Confocal microscopy and total internal reflection fluorescence microscopy
To observe the surface distribution of B cell receptors (BCR) and their related physiological activities, confocal microscopy (CFm) and total internal reflection fluorescence microscopy (TIRFm) were utilized. For CFm assay, purified B cells were incubated with AF594-mB-F(ab’)2-anti-Ig (M + G) (115-586-068; Jackson ImmunoResearch) and activated at 37 °C for 5, 10, and 30 min. The cells were fix and permeabilize before staining. The Abs used were purchased from Cell Signaling Technology (Danvers, MA, USA): pSHIP (3941S), pSTAT1 (9167S), pSTAT5 (4322S), and pNF-κB (3033S). From Abcam (Cambridge, MA, USA): pBtk (ab52192), pCD19 (ab203615). From Thermo Fisher: F-actin (R37110), AF488 G/R IgG (A-11008), AF405 G/R IgG, and AF405 G/M IgG (A-31553). From Bethyl Laboratories: pWASP (A300-205A). From Merck-Millipore (Darmstadt, Germany): pY (05-321).

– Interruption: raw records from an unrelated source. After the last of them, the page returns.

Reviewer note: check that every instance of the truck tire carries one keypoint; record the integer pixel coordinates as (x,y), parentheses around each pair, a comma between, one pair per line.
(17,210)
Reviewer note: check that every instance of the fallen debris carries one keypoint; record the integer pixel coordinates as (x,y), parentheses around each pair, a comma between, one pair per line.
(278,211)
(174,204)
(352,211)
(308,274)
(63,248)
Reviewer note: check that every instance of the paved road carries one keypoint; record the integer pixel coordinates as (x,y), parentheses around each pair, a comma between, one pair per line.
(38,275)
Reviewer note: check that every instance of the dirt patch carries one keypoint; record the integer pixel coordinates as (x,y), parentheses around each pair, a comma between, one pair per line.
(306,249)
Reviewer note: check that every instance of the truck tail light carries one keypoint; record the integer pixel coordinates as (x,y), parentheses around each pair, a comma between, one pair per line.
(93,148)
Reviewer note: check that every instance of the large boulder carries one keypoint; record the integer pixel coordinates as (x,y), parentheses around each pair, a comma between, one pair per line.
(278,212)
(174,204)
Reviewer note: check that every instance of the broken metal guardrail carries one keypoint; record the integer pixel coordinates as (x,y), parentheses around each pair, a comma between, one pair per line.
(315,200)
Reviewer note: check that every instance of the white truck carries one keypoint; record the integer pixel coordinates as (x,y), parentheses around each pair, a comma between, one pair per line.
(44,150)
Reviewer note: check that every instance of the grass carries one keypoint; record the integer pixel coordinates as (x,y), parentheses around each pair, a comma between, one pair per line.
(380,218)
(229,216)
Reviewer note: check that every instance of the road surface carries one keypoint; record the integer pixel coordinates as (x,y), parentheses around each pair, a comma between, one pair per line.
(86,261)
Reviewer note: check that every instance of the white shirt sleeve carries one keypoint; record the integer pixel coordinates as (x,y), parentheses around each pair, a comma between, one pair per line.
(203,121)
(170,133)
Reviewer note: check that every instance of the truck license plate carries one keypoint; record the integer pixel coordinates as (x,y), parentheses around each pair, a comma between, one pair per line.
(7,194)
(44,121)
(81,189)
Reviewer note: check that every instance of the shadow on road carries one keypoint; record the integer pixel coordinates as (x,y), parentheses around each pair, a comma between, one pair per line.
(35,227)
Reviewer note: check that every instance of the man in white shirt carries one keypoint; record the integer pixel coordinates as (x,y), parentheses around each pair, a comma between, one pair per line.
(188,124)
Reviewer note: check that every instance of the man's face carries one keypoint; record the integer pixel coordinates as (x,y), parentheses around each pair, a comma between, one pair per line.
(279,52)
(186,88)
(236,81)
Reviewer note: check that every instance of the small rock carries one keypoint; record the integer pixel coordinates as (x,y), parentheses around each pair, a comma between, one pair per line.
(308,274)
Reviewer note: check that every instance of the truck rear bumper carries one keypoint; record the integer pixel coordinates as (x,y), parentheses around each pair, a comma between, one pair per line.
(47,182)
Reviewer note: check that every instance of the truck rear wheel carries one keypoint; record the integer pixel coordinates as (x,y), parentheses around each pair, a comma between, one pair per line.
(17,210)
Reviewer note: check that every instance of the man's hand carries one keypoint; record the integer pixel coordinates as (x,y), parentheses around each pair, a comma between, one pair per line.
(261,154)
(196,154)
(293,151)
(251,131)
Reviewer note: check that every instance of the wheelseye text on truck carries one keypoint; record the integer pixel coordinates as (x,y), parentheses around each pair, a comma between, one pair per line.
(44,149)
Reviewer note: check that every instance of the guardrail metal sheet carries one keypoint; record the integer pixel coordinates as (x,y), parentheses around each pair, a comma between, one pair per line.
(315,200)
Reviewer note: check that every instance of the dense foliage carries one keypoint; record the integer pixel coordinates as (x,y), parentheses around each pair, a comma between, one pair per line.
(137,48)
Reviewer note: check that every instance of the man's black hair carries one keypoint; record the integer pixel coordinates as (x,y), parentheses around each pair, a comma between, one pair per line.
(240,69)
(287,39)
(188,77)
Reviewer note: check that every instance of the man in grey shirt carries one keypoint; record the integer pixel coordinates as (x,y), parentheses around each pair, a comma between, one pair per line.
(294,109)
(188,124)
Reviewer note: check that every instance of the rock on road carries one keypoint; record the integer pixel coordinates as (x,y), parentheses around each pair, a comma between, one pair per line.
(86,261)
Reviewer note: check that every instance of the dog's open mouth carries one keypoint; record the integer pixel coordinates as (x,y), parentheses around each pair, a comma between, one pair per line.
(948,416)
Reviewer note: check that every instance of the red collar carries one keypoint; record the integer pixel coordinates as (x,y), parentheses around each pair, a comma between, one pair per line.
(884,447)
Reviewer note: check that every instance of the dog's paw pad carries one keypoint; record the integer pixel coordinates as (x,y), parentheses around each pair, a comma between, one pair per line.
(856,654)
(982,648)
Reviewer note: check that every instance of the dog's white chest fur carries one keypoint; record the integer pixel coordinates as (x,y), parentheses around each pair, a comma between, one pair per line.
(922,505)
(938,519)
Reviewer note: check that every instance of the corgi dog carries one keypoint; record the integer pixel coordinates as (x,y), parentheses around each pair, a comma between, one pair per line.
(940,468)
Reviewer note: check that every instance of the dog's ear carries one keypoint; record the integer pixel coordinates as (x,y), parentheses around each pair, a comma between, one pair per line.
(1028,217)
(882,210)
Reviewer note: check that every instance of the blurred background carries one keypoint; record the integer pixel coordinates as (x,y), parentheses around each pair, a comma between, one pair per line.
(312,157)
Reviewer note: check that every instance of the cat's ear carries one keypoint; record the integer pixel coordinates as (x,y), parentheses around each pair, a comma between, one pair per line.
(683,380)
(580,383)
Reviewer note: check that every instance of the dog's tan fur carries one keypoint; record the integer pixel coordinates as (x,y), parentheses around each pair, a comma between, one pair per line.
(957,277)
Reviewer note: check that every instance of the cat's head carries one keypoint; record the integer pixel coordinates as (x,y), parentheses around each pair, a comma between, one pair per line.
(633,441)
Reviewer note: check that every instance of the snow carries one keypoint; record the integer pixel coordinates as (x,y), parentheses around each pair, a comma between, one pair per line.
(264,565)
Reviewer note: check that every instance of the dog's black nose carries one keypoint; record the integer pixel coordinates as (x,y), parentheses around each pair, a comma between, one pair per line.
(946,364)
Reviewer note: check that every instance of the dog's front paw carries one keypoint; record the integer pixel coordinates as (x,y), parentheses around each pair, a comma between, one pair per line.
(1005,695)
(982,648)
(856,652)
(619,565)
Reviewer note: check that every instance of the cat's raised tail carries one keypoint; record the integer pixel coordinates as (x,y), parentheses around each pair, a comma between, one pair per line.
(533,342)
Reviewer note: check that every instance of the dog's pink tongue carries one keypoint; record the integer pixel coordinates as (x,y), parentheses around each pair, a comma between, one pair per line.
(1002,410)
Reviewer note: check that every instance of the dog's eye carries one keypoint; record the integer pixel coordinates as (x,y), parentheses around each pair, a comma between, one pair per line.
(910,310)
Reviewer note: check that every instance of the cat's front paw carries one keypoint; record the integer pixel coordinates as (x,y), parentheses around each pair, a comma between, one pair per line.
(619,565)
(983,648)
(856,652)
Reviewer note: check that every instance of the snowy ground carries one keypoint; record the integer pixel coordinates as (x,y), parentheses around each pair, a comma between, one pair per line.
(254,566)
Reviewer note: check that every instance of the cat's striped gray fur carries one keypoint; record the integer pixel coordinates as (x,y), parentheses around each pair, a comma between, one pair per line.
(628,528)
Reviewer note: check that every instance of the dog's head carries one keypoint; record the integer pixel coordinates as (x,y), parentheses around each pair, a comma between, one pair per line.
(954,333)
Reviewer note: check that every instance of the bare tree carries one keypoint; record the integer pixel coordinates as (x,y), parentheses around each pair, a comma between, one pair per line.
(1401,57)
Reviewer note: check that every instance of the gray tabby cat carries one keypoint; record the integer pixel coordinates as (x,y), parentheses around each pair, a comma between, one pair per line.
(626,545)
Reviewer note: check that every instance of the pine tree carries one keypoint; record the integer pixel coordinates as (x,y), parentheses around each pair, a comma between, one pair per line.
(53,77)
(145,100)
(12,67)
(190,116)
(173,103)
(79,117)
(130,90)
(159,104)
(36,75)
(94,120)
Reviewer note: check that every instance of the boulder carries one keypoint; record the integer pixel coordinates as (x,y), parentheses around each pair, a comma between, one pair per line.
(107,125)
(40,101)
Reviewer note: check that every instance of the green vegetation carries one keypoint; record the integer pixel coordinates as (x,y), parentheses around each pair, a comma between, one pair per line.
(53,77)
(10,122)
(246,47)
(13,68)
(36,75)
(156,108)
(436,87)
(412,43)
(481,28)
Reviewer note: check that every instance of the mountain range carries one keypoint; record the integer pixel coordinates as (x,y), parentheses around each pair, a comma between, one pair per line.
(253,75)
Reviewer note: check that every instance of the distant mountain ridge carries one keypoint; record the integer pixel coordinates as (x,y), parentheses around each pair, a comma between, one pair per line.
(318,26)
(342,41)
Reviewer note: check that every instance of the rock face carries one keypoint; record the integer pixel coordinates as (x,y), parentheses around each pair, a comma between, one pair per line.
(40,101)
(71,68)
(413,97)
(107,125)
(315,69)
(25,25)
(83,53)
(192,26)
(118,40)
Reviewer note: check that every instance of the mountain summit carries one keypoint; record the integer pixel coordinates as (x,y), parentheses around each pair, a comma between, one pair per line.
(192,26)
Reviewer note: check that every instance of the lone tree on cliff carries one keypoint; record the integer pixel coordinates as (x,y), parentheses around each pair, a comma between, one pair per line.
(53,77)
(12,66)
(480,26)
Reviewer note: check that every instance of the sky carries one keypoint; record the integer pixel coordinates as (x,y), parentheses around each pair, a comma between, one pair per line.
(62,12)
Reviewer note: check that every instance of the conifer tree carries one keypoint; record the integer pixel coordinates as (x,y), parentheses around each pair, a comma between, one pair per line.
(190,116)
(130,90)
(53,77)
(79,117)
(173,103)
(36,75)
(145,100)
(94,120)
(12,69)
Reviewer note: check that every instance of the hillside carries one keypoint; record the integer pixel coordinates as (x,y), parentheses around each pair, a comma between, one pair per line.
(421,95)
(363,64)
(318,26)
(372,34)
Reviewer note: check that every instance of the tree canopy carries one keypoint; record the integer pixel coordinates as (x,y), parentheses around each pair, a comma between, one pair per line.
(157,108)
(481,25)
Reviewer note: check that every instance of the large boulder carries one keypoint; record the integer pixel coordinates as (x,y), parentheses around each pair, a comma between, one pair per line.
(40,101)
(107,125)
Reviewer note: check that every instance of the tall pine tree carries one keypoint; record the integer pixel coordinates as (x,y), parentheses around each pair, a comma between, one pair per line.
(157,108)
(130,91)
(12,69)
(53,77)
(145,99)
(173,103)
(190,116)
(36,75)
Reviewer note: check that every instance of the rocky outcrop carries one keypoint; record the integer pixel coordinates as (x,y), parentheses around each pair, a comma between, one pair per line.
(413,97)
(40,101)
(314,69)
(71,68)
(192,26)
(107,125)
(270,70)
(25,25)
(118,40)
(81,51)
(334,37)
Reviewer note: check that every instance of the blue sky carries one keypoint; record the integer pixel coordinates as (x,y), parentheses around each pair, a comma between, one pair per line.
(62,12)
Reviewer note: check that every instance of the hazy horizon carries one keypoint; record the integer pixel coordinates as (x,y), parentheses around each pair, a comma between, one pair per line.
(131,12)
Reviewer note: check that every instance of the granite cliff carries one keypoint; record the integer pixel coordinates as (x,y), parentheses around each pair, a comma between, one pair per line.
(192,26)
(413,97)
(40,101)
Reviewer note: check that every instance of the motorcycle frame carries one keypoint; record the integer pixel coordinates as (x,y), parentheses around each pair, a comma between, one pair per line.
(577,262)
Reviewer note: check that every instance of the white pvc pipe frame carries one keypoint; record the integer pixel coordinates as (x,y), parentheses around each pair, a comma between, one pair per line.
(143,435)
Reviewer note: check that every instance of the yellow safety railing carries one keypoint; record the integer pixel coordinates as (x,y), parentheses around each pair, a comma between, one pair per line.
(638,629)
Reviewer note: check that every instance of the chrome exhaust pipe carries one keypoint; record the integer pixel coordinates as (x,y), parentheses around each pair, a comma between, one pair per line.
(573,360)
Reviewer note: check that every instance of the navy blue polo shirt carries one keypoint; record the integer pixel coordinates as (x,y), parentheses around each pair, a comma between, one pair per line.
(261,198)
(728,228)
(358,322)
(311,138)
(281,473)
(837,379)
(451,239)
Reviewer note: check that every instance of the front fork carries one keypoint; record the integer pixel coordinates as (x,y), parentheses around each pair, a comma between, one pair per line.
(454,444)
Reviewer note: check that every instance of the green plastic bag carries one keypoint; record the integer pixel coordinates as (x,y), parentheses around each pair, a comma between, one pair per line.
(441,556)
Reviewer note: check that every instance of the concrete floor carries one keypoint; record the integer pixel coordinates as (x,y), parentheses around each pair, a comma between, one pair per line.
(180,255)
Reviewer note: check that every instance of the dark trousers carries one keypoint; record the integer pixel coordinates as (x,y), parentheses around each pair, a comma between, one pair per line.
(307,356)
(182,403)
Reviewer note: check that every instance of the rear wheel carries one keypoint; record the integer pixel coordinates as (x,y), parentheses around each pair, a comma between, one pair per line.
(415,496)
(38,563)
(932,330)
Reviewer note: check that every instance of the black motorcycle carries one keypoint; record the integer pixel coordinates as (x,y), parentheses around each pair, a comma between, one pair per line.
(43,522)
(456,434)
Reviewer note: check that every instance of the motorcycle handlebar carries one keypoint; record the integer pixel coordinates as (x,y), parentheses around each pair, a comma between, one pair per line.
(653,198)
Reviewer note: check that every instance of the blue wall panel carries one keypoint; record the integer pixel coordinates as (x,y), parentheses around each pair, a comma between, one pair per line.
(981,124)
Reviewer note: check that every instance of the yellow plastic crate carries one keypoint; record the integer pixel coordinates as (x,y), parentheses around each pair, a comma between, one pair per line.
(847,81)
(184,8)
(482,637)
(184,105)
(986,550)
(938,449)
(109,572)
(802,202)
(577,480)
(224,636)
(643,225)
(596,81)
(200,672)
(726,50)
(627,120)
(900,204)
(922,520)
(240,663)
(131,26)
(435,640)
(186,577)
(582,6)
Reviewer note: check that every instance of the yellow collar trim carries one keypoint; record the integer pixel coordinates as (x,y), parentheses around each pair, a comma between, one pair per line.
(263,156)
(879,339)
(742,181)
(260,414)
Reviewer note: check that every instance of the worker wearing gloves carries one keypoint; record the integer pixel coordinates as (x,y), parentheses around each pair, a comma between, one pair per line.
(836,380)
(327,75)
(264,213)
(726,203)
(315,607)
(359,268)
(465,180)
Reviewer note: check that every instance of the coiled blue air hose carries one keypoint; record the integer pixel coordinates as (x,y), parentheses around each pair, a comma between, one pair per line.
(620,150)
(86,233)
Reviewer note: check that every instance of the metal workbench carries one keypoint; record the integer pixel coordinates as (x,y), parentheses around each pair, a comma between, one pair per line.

For TIRFm assay, B cells were stimulated with membrane-tethered antigens (mAg) using lipid bilayers consisting of biotinylated F(ab’)2 and streptavidin tethered to lipids attached to the bottom of chambers. As previously described,23cells were labeled with AF546-Fab’ before being stimulated with mAg for 3, 5, and 7 min. Following stimulation, the cells were fixed, permeabilized, and stained with the same Abs used in the CFm assays.
Representative images were taken and analyzed for mean fluorescence intensity (MFI), area of B cell spreading (IRM), and colocalization using NIS elements AR 5.01 software (Nikon Eclipse Ti-PFS, Tokyo, Japan). Data from three independent experiments using more than 30-50 individual cells were included for each parameter. In order to minimize the variability, a unified evaluation standard to evaluate the morphology and contact area at different time points was set in all our studies.